Should You Digg This Site Any More For Small Business Marketing?Posted by Tracy Baker on May 28, 2014 in Blog | 0 comments
A month can be a very long time in the social media world. In terms of longevity, we certainly shouldn’t automatically expect to see any site around this time next year, except perhaps for the current heavyweights. As a good example, a year or two ago you might never have thought that Digg would fall from grace so spectacularly. Yet fall it did. At one time it was rumoured that talks were in existence with Google about a buyout, but this failed to come to fruition. Shortly after that the site’s owners seem to lose their way and many of the regular people who made up the crowd sourcing base of the product took their time elsewhere.
Digg was eventually sold for a very small amount of money in relative terms and has been going through a metamorphosis during the last year. Many of the people who called Digg home in the past would probably fail to recognise it today, as the emphasis has been taken away from crowd sourcing and placed more in the hands of appointed editors.
In the old days any content that you might submit would be essentially voted on by other online users. It would be up to them to dictate whether or not Digg was a success for you in promotional terms. Back then, if your story was good enough and received enough of those crowd sourced votes then it would make it to the coveted front-page slot and undoubtedly result in an absolute torrent of traffic to your site.

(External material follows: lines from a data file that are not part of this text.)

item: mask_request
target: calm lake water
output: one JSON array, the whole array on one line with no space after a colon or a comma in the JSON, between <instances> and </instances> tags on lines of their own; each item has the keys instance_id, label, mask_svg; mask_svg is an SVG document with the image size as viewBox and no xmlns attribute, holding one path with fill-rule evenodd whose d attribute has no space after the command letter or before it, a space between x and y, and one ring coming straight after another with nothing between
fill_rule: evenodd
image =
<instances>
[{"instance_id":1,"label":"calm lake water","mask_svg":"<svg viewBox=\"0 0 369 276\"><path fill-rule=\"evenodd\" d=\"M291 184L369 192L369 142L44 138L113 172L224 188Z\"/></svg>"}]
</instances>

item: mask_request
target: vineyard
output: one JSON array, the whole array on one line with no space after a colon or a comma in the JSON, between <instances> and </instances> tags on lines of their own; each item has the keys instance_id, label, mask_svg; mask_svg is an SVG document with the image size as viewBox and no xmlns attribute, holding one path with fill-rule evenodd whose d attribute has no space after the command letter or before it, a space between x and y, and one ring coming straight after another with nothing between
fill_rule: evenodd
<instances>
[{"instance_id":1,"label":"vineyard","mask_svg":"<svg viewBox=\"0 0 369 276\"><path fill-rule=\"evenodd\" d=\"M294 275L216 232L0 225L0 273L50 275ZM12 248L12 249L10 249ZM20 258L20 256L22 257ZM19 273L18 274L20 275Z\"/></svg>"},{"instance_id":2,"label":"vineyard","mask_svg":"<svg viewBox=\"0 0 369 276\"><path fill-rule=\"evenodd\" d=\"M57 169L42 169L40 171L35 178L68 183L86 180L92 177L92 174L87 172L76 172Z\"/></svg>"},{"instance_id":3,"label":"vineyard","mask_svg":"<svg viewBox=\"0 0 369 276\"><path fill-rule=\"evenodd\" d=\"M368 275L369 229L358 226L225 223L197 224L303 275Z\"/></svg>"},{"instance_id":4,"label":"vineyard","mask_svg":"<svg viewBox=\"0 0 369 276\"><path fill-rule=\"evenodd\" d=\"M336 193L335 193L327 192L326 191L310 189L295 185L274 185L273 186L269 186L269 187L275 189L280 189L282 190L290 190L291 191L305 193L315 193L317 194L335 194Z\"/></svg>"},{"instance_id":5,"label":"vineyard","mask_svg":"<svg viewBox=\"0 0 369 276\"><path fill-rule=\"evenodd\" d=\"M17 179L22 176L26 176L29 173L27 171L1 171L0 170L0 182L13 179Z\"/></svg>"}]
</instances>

In many respects these days it’s not as obvious a choice or straightforward to use Digg as it was only a couple of years back for small business marketing purposes. But there’s at least one saving grace to report and that is a replacement to the much missed Google Reader product.
Evidently in receipt of some insider information the new folks at Digg were hard at work in the background to release a replacement for the Google product during this summer. For small business owners this was an absolute godsend as the Reader product was a great way to aggregate story sources, RSS feeds and in short to have somewhere they could use as “new content central.” In addition, the small team now in charge of Digg based in New York City is actively involved in creating some novel, and news-based apps, using a lot of the knowledge and expertise gained from their other start-up site news.me.
Digg certainly has a new look and some which veteran users dislike, especially when it comes to the absence of the ability to comment on any stories. In the defence of the new owners they do say that they’re working on introducing such features in the coming weeks and months. In the meantime your virtual assistant can certainly make use of the Reader replacement, although there are a couple of other products on the market now as well that do the same thing such as Feedly.
How do you collate interesting content for reading at a later date?